Just a crop, exactly as Bob says. The whole "1.5 magnification" thing is misleading and is intended to make you think you're getting something for nothing, when in fact you're getting less from the same.
Dave! What do you mean? BTW I like your homepage, great work!
I made a somple test by using D100 and a F100 and two 20mm lenses. I could not notice any magnification effect on the D100 so I have to agree that the 1,5 factor is just a simple crop. The owner's manual which came with the D100 is a bit misleading in this respect, at least so it seems (to make us happy).
What I meant was that the D series cameras although cobbled together from exisiting 35mm bits are in reality not 35mm but a new smaller format. So if you change your 'film' format you get different magnification from the same focal length (assuming you use the whole frame available). My 90mm Super Angulon on my 5x4 monorail is a great wideangle but if I could glue it on the D100 it would be a nice little telephoto (a tad expensive tho'!)
Don't you think that a lot of the anxiety about small CCDs is because we think of them as digital 35mm cameras. When Nikon eventualy completely restyle pro digital cameras (as they will!) and they don't look anything like F5s we won't even need to know what the physical dimensions of the chip are.
After all 35mm only came about 'cause someone had a load of old cine film kicking around and they built a camera around it....
Exactly! It's just different. Period. If a spec is given for a medium format, you wouldn't ask, "What's that in 35mm equivalent." It's a silly question. Like, "Do you walk to work or carry your lunch."
It's funny to hear so many people complain about the 1.5 crop. With Nikon making lenses to cover the wide, isn't a lighter camera more ideal for all day shooting? So what if you have to think of your 300mm as a 450mm. Once you get a feel for it, it is easy to adjust. For most of us that have gone to all digital we never even think twice about it.
OK...I have a question. I understand the 1.5x crop and field of view. Now for my question; does a 300mm lens on an f5 and a 200mm lens on a d100 produce the same photographic image. In other words (and I don't exactly know how to say this) if I take a photo of a bird in a tree with a 300mm on f5 and 200mm on d100, and print them both out (not resized) to 4x6 prints (or any equal sized print for that matter), would the bird appear the same size in both photos?

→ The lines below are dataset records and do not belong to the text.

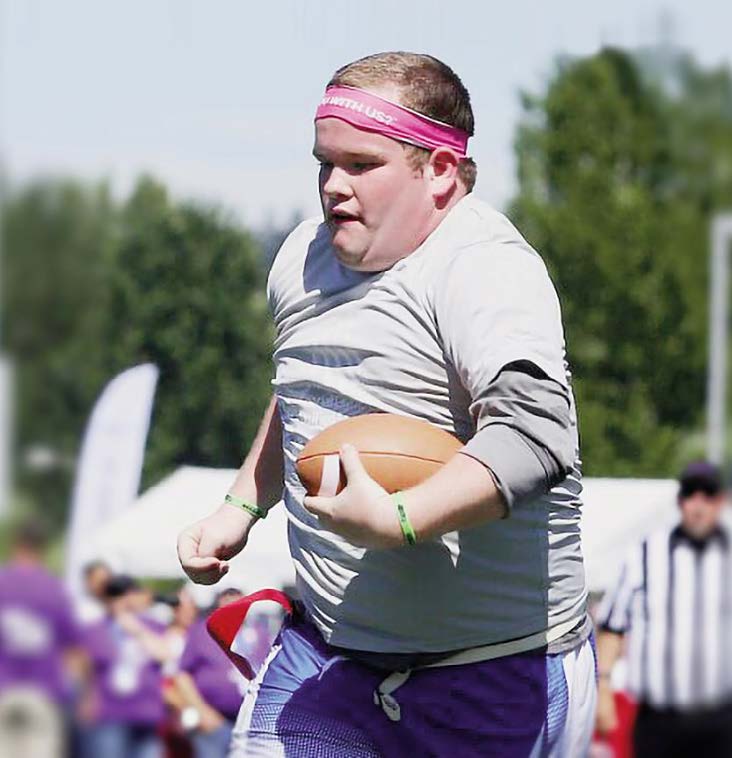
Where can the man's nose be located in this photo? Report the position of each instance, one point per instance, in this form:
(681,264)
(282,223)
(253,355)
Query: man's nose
(335,183)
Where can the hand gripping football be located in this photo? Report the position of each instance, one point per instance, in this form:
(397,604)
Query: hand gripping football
(398,452)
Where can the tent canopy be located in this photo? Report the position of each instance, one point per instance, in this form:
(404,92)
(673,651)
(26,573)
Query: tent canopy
(142,540)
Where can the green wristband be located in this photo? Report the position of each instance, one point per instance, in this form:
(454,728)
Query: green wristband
(407,530)
(254,510)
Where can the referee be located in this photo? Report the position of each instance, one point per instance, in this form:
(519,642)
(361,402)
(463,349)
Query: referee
(674,601)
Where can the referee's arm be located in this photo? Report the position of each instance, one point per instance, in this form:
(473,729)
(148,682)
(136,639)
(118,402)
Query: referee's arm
(613,620)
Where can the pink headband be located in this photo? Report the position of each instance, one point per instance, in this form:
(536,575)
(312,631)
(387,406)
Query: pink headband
(364,110)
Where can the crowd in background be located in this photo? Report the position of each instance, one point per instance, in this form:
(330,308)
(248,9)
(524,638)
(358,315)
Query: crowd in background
(128,674)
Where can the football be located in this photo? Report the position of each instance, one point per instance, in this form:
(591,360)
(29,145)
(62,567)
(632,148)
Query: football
(397,451)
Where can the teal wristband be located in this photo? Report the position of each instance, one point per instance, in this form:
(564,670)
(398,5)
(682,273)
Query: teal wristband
(254,510)
(407,530)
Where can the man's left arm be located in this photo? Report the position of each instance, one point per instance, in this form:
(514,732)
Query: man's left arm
(506,343)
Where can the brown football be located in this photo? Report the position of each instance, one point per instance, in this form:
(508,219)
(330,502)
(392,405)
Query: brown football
(397,451)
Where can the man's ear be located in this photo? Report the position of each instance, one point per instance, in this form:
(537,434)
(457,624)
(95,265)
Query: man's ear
(442,172)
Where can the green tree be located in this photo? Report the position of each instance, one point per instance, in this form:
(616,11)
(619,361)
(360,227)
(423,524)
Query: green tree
(188,295)
(615,191)
(58,243)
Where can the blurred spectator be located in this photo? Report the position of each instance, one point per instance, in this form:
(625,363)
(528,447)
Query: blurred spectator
(128,651)
(185,613)
(210,689)
(673,600)
(39,645)
(96,575)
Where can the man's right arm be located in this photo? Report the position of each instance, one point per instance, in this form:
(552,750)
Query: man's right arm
(205,547)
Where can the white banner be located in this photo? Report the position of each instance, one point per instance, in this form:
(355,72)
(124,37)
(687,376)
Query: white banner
(110,463)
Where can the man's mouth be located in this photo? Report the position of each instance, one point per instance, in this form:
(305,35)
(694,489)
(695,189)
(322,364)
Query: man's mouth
(339,218)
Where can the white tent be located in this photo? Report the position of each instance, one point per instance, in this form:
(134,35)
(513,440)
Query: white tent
(617,514)
(142,540)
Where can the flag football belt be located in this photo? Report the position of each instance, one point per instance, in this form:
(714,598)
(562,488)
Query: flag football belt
(225,623)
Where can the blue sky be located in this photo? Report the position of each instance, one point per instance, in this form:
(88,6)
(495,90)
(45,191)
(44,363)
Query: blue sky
(216,98)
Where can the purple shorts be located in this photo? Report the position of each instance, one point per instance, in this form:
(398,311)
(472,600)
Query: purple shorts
(309,700)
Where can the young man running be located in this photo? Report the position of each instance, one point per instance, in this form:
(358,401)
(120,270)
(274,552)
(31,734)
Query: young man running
(410,296)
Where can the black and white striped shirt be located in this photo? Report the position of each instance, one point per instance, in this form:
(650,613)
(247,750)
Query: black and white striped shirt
(674,597)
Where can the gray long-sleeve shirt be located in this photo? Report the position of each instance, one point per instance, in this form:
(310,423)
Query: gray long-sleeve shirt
(465,333)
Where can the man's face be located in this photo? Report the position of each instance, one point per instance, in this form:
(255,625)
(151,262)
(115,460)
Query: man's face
(700,513)
(377,206)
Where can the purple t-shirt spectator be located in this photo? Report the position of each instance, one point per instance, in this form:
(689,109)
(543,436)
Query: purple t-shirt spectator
(215,676)
(36,626)
(128,681)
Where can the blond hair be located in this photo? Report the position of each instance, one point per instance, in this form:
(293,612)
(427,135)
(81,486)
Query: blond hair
(426,85)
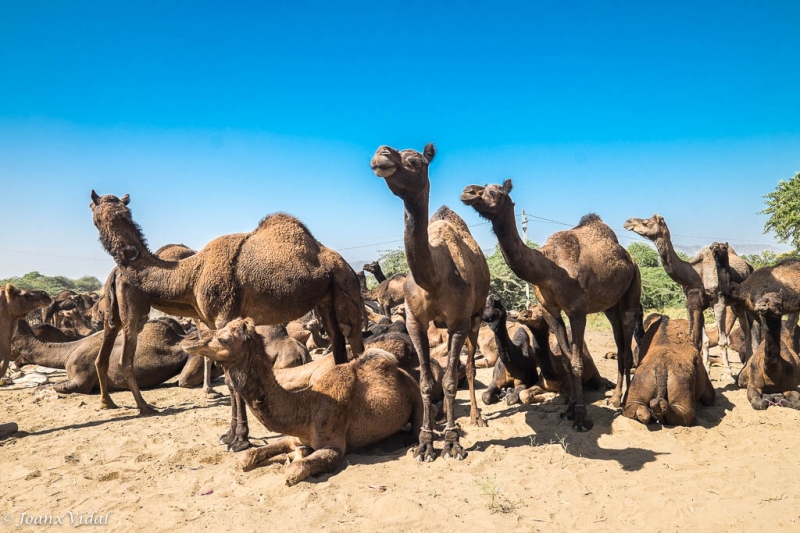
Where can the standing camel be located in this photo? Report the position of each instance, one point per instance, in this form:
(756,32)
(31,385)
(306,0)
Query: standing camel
(699,273)
(274,274)
(447,283)
(580,271)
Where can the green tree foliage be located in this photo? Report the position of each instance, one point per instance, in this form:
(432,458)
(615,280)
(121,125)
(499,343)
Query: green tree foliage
(644,255)
(505,284)
(783,208)
(54,284)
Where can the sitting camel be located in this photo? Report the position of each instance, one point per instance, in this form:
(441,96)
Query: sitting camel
(14,305)
(772,374)
(158,358)
(671,377)
(548,357)
(273,274)
(352,405)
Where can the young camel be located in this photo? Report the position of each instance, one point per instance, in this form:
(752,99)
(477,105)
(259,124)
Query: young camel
(274,274)
(580,271)
(352,405)
(698,273)
(14,305)
(447,283)
(772,375)
(671,377)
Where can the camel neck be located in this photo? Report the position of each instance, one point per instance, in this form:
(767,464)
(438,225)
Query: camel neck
(415,238)
(527,263)
(279,410)
(681,272)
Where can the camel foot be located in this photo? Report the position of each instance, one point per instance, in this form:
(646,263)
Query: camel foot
(239,444)
(424,451)
(147,410)
(452,448)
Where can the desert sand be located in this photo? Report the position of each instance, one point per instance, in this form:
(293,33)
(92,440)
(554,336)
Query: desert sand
(528,471)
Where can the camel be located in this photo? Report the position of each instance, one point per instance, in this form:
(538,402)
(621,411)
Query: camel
(447,283)
(579,271)
(389,292)
(782,278)
(352,405)
(699,273)
(772,374)
(671,377)
(544,353)
(158,358)
(14,305)
(273,275)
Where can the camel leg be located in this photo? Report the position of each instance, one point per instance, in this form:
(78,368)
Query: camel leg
(419,337)
(720,313)
(319,462)
(273,452)
(452,447)
(207,388)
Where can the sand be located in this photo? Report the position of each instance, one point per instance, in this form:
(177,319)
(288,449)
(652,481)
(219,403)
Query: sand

The crop and image magnification issue somewhat confuses me in that is the field of view and magnification the same thing? If I reduce the field of view am I in essence magnifying?
What would be identical though, would be to use that same 200mm lens on both cameras, then crop the F5 image to only be the central section of the image and enlarge it to match the dimensions of the D100 image.
Bob's answer is precise and accurate. Here's the math:
1. 1/u + 1/v = 1/F
2. M = v/u = I/S
where; u is distance from focal plane to subject, v is distance from focal plane to image, F is focal length, M is magnification, I is image size, S is subject size.
In fact, the whole debate about focal length is settle in equation 1, because u and v held constant means F is determined. Said in D100 terms, the focal length of a lens on the D100 (image plane located right where it is on a 35mm cousin) is equal to focal length of the 35mm cousin.
Magnification is settled by equation 2. Again, u and v are constant so M is equivalent for D100 and 35mm cousin.
Confusion comes when you make the print. The same size IMAGE in print (see bob's example) will occupy more of the D100 frame. This is another way of saying the portion of the image circle used is bigger for 35mm.
Instead of saying the, "focal length is greater," D-SLR makers should have said, "You get to use the center of the image circle." That's the very best part--lowest distortion, least fall off, etc."
In your example, you made the same size PRINT image and frame. You did that by magnifying the D100 print 1.5 times as much as the 35mm print. Think about the circle of confusion and you will understand why Bob says that DOF is different. DOF and Magnification have the same relationship to CoC.